Fortunately, this bothers Jeremy Baum not at all. A virtuoso keyboardist trained in jazz and fluent on both piano and organ, Baum delights in exploring and furthering a trail of B3-centric music established by icons such as Jimmy McGriff, Booker T. Jones, the Meters, Jimmy Smith, and James Booker.
It's a distinct style, with its roots as deep as you can get in American music -- blues and jazz -- and nuanced through the classic mutations of funk and soul. And if this music isn't front and center at the MTV Video Awards or on the Billboard charts, rest happily assured it's never going away; its fans are loyal and legion and speak of the genre reverently, as something that transports the listener to a deep, deep place.
Baum's first album, "Lost River Jams," released in 2002, was an exploration and meditation on these styles, and his long-awaited sophomore release, "The Eel," is due out in September.
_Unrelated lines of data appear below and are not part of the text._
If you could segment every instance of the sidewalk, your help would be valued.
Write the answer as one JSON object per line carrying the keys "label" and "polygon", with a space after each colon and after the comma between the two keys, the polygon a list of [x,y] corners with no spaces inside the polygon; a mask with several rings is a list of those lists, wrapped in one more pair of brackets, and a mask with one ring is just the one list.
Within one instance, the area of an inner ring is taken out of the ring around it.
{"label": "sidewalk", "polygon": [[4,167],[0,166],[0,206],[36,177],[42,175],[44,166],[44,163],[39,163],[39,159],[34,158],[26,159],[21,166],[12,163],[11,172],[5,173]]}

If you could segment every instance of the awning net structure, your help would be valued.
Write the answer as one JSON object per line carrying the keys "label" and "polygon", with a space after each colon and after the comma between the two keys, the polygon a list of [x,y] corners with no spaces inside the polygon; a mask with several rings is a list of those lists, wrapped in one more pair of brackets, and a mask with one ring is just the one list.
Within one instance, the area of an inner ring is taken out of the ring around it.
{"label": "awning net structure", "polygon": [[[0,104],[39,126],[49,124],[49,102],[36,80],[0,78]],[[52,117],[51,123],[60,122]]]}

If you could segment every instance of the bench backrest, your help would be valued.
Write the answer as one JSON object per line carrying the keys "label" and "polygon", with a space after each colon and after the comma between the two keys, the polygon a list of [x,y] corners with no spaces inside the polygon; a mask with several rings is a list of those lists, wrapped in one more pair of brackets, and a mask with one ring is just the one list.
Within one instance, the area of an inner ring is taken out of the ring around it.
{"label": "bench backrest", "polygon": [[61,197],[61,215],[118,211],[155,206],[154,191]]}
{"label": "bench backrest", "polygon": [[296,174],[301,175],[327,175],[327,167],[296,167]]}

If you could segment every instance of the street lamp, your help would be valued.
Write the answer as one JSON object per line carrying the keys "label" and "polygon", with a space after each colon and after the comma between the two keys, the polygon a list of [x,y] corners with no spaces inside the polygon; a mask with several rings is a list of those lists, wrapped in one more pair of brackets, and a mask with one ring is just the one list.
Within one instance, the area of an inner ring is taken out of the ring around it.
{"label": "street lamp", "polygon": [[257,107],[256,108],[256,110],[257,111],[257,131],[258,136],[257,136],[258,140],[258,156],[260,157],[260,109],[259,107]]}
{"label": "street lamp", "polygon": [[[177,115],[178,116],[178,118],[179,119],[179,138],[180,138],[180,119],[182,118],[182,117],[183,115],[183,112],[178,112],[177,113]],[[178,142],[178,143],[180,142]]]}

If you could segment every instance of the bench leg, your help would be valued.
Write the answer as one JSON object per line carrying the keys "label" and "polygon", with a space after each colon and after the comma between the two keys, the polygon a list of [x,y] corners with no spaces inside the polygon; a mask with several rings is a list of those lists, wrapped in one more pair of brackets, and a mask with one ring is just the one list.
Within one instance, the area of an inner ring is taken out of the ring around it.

"It's just the music I'm drawn to, and I'm proud to say I consider myself a blues-soul organist rather than a jazz musician," says Baum, who brings his trio tonight to Old Lyme for a date at the Side Door Jazz Club in the Old Lyme Inn. "My dad was a jazz pianist, but he loved listening to Ray Charles and Jimmy McGriff and Jimmy Smith. I gravitated to those records as a kid, and the music's been inside me ever since."
Though Baum, now 41, studied jazz at the State University of New York at New Paltz, he also paid his tuition playing in rock bands. And while he'd started out on piano, Baum had received an analog Hammond organ as a teenage birthday present; he not only loved the sound, but cranking it through Leslie speakers was the only way he was able to compete, volume-wise, with the electric instrumentation of the rock bands.
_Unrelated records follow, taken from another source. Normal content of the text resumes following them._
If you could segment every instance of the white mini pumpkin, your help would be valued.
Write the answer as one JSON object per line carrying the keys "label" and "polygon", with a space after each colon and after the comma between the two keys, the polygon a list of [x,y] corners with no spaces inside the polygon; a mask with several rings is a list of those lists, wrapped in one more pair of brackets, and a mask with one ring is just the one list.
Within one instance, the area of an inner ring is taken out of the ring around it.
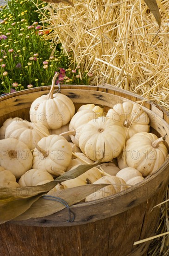
{"label": "white mini pumpkin", "polygon": [[20,118],[20,117],[14,117],[14,118],[10,118],[6,119],[6,120],[3,123],[2,126],[0,128],[0,140],[5,139],[5,132],[6,127],[13,121],[17,120],[22,121],[23,119]]}
{"label": "white mini pumpkin", "polygon": [[106,162],[118,156],[125,143],[123,128],[103,116],[89,121],[82,128],[79,135],[80,148],[94,161],[103,157],[104,145],[105,156],[102,162]]}
{"label": "white mini pumpkin", "polygon": [[148,132],[150,130],[149,118],[137,103],[131,102],[118,103],[109,109],[106,116],[124,128],[126,140],[136,133]]}
{"label": "white mini pumpkin", "polygon": [[20,178],[32,165],[33,156],[27,146],[16,139],[0,141],[0,165]]}
{"label": "white mini pumpkin", "polygon": [[67,124],[75,112],[74,105],[68,96],[61,93],[53,94],[57,75],[56,73],[53,77],[49,94],[35,100],[30,110],[31,121],[41,123],[49,129],[57,129]]}
{"label": "white mini pumpkin", "polygon": [[0,167],[0,187],[19,188],[19,185],[16,182],[15,175],[10,171],[5,170],[3,168]]}
{"label": "white mini pumpkin", "polygon": [[19,184],[20,187],[37,186],[53,181],[52,176],[43,169],[31,169],[20,178]]}
{"label": "white mini pumpkin", "polygon": [[71,119],[69,130],[72,132],[72,134],[70,134],[70,137],[72,141],[77,147],[79,147],[79,132],[81,128],[84,124],[94,119],[94,116],[95,114],[94,111],[87,109],[77,112]]}
{"label": "white mini pumpkin", "polygon": [[142,177],[142,174],[135,168],[131,167],[127,167],[122,169],[119,171],[116,175],[116,177],[123,179],[127,184],[130,184],[128,182],[129,180],[138,176]]}
{"label": "white mini pumpkin", "polygon": [[[69,122],[67,124],[65,124],[65,125],[63,125],[63,126],[62,126],[60,128],[58,128],[58,129],[56,129],[55,130],[49,130],[49,133],[50,134],[50,135],[52,135],[53,134],[59,135],[61,133],[68,132],[68,131],[69,131],[69,123],[70,123]],[[71,141],[71,139],[69,134],[65,135],[64,136],[64,137],[69,142]]]}
{"label": "white mini pumpkin", "polygon": [[146,132],[138,133],[127,141],[126,162],[146,176],[155,172],[167,159],[168,152],[163,142],[163,138]]}
{"label": "white mini pumpkin", "polygon": [[49,135],[48,129],[41,123],[14,121],[6,128],[5,138],[17,139],[31,150],[35,148],[35,143],[37,144],[42,138]]}
{"label": "white mini pumpkin", "polygon": [[42,138],[33,152],[32,168],[61,175],[69,166],[72,153],[70,145],[62,136],[53,135]]}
One such band, led by his college pal, Murali Coryell -- yes, son of jazz guitar great Larry Coryell -- was signed to a label deal and was flown to Washington, D.C., to record their album.
"It was 1995," Baum remembers. "There was a Hammond B3 in the studio, and the last album it had been used on was a record called 'Relentless' -- the last album recorded by (roots guitar genius) Danny Gatton, with (jazz legend) Joey D'Francesco playing organ. It's just one of my favorite records of all time. We were in the studio, and I was looking at that B3 and thinking of 'Relentless,' and I kept saying, 'I am not worthy.'"
Baum is more than worthy.
In addition to his devotion to the artistry and styles of the great soul-blues keyboard sound, he spent years perfecting a left-handed bass technique anchored in Gulf Coast and Calypso/salsa rhythms.
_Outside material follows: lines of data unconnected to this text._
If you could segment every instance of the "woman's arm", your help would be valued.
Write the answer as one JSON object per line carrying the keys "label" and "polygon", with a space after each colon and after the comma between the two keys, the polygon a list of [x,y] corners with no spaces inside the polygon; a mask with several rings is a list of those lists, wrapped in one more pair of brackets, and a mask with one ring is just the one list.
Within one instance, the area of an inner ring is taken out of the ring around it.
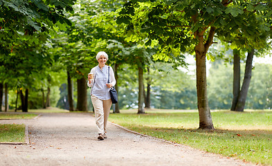
{"label": "woman's arm", "polygon": [[112,67],[109,68],[109,77],[111,81],[110,84],[111,84],[111,86],[114,86],[116,84],[116,80],[115,80],[114,72]]}
{"label": "woman's arm", "polygon": [[[95,73],[96,73],[96,67],[91,68],[90,72],[90,73],[93,74],[93,79],[94,79]],[[93,79],[91,80],[88,79],[87,85],[90,88],[93,86]]]}

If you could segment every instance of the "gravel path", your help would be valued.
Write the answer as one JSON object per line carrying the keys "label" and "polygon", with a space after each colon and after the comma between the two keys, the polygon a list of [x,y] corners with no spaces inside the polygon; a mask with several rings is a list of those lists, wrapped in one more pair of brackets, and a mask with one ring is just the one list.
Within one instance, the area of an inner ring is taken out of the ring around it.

"I think it's really fun to assimilate all of this into what I'm doing," he says. "I'm hyper-aware of how music in interwoven and interconnected across cultures. It's amazing how music migrates -- almost like language -- and then reinvents itself. It's exciting to be part of that."
For tonight's Side Door date, Baum is accompanied by his usual bandmates, 17-year-old wunderkind guitarist Miles Mancuso and ex-death metal drummer Chris Redding.
"Trust me," Baum laughs. "We may have a lot of different influences, but that all helps tremendously when the three of us play together. It actually works."